Fridays and Sunday mornings are the great fair days of orange and nut dealing in this quarter. At such times it presents a busy aspect with the motley crowd of men, boys and women from all parts of the metropolis, - the “costers” of London, and who are said to number about four thousand. Carts, hand-barrows, flats, baskets, sacks, all are ready for their destined loads; and so active are these people, that in a few hours all will be again quiet; the business of the day is done, and it is not an unusual thing for one of these Duke's Place merchants to handle between one and two hundred pounds within a very brief space of time.

There are features of this trade which it may be well not to overlook in our brief notice, for though not apparent at first sight they are important in their results. One of them is the encouragement which the increasing trade in oranges and lemons gives to the building and navigating of clipper ships. Fruits so perishable as these demand a rapid transit; and hence, although steam does much, there has, with the expanding trade grown up a large class of fast-sailing, well-manned schooners, equal in most respects to any gentleman s yacht affording an admirable training for efficient sailors and masters.

The part played by oranges and lemons in improving the health of our large town populations, is not less important; vast members of the poorer classes would be otherwise debarred from the use of any anti-scorbutic during the spring and early summer, a period when the absence of vege­tables and home-grown fruits renders such things as oranges doubly valuable.

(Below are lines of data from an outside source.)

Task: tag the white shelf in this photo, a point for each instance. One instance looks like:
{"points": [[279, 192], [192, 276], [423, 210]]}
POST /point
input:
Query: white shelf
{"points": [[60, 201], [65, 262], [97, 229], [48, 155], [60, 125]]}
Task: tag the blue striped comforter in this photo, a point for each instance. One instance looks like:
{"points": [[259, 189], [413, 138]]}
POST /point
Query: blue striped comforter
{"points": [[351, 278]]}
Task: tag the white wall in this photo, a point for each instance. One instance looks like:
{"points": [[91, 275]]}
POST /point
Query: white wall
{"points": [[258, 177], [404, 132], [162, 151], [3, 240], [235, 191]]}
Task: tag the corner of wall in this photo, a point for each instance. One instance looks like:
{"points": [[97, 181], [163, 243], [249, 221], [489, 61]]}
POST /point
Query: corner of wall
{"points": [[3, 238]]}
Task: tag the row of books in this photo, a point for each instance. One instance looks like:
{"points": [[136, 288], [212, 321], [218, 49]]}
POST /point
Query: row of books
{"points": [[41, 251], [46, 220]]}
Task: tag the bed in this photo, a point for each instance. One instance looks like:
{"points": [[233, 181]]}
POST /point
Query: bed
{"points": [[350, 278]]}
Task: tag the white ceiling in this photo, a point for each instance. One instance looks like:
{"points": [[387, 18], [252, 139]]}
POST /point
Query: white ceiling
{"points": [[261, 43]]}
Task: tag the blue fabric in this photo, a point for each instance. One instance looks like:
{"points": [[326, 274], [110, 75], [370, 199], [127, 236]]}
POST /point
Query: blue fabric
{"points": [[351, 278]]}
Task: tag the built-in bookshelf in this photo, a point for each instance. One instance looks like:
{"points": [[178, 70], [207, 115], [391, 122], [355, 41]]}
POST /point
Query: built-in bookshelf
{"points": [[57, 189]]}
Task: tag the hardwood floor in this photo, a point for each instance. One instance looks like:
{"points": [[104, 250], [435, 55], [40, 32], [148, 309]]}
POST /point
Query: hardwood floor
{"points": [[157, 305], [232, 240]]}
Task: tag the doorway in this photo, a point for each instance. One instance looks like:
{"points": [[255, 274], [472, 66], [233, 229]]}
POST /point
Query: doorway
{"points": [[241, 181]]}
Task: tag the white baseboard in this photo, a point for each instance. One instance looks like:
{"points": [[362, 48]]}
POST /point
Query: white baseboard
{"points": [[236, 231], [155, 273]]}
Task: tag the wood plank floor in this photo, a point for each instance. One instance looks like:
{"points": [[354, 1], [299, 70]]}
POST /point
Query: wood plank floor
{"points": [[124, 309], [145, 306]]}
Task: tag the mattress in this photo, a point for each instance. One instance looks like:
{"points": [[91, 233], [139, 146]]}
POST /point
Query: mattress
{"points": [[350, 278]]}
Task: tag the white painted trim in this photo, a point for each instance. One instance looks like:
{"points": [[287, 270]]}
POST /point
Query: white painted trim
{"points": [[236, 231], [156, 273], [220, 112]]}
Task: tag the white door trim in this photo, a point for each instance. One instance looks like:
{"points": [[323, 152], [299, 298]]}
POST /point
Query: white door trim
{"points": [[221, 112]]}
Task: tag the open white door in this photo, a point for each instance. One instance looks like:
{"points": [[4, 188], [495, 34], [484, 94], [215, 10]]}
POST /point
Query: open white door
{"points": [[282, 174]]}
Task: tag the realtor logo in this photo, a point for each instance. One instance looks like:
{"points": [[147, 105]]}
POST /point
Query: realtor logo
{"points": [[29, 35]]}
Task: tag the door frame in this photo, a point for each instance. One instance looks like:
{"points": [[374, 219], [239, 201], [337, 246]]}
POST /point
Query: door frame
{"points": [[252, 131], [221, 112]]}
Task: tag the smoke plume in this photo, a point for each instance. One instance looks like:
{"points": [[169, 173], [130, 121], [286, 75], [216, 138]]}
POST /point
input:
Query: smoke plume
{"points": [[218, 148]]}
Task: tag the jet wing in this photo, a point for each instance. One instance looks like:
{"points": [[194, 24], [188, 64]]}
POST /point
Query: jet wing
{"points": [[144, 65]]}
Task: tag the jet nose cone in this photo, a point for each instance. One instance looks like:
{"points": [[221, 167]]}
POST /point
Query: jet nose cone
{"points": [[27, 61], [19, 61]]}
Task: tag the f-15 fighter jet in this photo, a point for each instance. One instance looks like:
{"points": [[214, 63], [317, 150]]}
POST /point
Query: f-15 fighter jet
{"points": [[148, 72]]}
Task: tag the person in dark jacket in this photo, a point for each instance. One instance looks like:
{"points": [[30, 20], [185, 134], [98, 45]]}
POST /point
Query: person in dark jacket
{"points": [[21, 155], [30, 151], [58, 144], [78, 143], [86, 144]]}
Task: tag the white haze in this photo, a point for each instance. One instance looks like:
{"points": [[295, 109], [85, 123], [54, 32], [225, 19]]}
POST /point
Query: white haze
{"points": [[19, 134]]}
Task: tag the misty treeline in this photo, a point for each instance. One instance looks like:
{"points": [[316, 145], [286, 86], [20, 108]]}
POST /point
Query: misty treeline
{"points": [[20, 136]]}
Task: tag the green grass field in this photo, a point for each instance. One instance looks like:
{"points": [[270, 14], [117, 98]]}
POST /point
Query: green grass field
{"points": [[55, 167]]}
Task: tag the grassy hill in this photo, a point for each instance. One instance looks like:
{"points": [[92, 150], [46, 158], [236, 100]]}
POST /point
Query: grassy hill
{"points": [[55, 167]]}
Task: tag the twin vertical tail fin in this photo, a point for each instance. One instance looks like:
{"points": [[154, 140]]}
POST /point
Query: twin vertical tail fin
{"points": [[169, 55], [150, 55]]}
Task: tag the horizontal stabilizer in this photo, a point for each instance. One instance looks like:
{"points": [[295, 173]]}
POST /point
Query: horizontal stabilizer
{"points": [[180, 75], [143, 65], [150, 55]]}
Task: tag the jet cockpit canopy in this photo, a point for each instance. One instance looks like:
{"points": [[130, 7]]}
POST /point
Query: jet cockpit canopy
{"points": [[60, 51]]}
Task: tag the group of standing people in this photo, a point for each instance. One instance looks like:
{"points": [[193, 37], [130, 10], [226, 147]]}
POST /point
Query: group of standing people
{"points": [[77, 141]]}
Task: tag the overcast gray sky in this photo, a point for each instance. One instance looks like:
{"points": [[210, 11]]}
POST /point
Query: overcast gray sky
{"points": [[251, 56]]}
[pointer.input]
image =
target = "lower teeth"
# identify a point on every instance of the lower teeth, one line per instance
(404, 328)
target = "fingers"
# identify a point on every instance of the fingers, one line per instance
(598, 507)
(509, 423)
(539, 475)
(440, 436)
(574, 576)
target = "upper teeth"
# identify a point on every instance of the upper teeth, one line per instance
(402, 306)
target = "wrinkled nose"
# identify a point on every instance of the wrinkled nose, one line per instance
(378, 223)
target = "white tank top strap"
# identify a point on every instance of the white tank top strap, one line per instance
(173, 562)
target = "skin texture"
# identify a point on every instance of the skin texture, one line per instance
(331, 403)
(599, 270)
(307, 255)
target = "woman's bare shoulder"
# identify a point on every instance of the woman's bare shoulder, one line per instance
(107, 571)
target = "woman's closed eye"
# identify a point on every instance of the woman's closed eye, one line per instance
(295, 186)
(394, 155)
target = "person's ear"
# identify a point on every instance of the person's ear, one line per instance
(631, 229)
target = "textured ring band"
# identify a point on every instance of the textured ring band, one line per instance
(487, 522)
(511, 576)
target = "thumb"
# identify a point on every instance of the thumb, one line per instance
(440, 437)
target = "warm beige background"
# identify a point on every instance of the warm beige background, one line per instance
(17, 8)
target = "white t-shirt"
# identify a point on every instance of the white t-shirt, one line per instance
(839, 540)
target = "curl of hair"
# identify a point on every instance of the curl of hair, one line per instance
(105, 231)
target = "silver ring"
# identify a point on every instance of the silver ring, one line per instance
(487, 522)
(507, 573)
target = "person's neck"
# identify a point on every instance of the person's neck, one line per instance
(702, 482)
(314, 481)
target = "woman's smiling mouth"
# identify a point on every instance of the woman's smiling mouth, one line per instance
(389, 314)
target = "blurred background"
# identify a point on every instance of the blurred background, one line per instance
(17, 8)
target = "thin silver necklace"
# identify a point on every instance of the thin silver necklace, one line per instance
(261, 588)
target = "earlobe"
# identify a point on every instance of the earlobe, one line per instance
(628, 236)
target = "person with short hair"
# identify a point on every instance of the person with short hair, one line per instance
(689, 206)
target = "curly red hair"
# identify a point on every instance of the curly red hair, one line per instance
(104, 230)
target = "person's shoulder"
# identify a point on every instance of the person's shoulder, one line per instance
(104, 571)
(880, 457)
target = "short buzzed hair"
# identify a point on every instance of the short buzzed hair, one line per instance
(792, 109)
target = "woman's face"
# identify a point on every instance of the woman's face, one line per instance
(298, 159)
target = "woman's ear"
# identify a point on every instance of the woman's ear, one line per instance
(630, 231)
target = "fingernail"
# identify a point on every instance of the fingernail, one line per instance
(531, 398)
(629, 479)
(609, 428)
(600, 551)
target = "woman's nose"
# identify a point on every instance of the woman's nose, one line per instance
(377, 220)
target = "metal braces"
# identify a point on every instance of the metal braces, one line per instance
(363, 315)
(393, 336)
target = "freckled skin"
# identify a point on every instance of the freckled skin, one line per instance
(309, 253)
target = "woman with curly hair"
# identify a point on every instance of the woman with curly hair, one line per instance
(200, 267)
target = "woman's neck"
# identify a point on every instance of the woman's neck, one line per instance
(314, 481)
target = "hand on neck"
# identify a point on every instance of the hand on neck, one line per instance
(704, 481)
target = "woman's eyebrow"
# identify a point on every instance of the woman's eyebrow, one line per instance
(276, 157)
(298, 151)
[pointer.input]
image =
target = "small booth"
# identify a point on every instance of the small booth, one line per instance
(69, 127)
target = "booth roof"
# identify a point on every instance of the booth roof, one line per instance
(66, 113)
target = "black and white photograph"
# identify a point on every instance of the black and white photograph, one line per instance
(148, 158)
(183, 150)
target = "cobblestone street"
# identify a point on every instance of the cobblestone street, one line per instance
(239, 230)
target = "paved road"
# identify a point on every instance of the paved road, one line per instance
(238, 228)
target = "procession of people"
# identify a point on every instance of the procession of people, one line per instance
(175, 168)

The juice of lemons, or “lime-juice,” as it is called, is equally valuable during long voyages at sea, where of necessity access to vegetables and fruit is out of the question and where a more than usual quantity of salt meat must be consumed It is not too much to say that thousands of lives have been saved by the use of lime-juice on board ship, whilst millions of lives on shore have been prolonged and rendered more enjoyable by the eating of oranges.